Closed-form solution: \[ w = (X^T X + \lambda I)^{-1} X^T y. \]
Probabilistic interpretation (Bayesian view): - Assumes Gaussian noise in targets: \[ y \mid w \sim \mathcal{N}(Xw, \sigma^2 I). \] - Assumes parameters come from a zero-mean normal prior: \[ w \sim \mathcal{N}(0, \tau^2 I). \]
The L2 penalty corresponds to the log of this Gaussian prior, meaning: - Small weights are more likely. - Large weights are unlikely.
Thus, ridge regression = maximum a posteriori (MAP) estimate under a normal prior on parameters.
Answer
We rewrite the objective function as \[\begin{align*} J(\beta) &= (y-X\beta)^\top(y-X\beta) + \lambda\beta^\top\beta. \end{align*}\]
The squared norm identity is \(\|v\|_2^2 = v^\top v\). So the objective becomes \(J(\beta) = (y - X\beta)^\top(y - X\beta) + \lambda \beta^\top \beta\). This is just rewriting the norms.

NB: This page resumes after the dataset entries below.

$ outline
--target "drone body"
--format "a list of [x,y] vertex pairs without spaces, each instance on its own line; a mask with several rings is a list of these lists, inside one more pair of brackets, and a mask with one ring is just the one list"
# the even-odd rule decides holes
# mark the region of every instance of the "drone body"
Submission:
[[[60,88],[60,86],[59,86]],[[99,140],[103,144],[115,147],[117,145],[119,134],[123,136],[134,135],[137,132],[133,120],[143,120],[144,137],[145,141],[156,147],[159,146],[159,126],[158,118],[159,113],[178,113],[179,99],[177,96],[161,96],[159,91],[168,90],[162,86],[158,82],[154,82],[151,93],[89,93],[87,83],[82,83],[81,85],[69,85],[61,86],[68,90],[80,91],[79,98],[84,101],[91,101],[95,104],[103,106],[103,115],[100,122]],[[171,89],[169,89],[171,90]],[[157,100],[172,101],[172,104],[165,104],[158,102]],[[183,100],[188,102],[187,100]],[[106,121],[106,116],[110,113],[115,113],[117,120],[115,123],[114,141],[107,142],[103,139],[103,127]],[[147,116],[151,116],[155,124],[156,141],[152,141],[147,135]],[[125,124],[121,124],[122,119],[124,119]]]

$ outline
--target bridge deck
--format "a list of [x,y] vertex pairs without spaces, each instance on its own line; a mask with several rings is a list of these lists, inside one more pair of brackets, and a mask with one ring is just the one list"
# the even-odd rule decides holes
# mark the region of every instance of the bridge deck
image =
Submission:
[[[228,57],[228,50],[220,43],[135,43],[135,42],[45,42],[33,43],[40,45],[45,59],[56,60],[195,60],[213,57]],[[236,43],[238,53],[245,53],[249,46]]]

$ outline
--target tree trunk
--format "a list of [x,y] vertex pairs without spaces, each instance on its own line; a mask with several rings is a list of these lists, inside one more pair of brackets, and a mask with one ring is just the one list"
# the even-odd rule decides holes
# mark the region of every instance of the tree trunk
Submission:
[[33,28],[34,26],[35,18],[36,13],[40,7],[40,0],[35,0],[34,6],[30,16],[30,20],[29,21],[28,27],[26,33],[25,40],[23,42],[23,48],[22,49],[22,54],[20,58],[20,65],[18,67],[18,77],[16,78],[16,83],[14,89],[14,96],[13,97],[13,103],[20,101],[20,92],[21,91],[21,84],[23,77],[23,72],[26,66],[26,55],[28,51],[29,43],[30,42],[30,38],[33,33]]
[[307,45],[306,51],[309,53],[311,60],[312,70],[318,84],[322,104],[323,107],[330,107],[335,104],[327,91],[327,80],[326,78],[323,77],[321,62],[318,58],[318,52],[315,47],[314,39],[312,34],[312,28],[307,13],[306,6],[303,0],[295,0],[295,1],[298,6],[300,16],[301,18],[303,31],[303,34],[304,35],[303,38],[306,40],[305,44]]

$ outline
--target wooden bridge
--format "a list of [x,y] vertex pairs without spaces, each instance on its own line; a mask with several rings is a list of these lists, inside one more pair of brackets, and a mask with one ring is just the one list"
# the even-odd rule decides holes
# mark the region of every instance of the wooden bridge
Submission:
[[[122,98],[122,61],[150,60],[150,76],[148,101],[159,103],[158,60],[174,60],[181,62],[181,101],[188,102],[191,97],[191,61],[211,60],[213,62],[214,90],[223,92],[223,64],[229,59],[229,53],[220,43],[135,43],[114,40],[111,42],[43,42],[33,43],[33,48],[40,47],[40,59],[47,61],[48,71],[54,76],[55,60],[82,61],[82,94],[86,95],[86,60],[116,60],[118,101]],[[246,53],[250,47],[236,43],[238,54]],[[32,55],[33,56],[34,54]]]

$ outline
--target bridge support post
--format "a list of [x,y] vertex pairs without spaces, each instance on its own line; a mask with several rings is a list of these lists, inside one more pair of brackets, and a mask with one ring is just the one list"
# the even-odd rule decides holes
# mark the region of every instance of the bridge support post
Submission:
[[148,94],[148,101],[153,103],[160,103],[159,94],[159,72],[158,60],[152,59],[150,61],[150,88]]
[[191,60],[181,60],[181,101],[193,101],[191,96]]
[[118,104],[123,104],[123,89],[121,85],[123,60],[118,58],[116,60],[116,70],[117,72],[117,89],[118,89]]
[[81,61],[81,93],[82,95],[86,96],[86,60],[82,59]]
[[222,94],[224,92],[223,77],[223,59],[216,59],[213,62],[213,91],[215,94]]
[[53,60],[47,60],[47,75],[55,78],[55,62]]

Taking the gradient with respect to \(\beta\) yields \[\begin{align*} \nabla J(\beta) &= -2X^\top(y-X\beta) + 2\lambda \beta \\ &= 2(X^\top X + \lambda I_{d\times d})\beta - 2X^\top y. \end{align*}\]
Setting this equal to zero yields \[\begin{align*} \widehat\beta = (X^\top X + \lambda I_{d\times d})^{-1} X^\top y. \end{align*}\]
This expression is well-defined if and only if \(X^\top X + \lambda I_{d\times d}\) is invertible. Indeed, \(X^\top X + \lambda I_{d\times d}\) is positive definite, as for \(v\in \mathbb{R}^d\) such that \(v\neq 0\), \[\begin{align*} v^\top (X^\top X + \lambda I_{d\times d})v = v^\top X^\top Xv + \lambda v^\top v = \|Xv\|_2^2 + \lambda \|v\|_2^2 > 0, \end{align*}\] from which it follows that \(X^\top X + \lambda I_{d\times d}\) is invertible (refer to Discussion 3).
(Note. If \(\lambda = 0\), our expression for \(\widehat\beta\) is well-defined if and only if \(X^\top X\) is invertible. If not, then there exist multiple minimizers for the objective function. Here, we may utilize instead of a proper inverse. For instance, utilizing the Moore-Penrose pseudoinverse yields the minimizer with smallest Euclidean norm.)
If \(\lambda = 0\), we recover OLS: \(\widehat\beta = (X^\top X)^{-1} X^\top y\). But \(X^\top X\) might not be invertible when features are linearly dependent or \(d > n\). Adding \(\lambda I\) fixes this.
Ridge regression shrinks coefficients toward zero. Large \(\lambda\) → stronger regularization. Small \(\lambda\) → closer to ordinary least squares.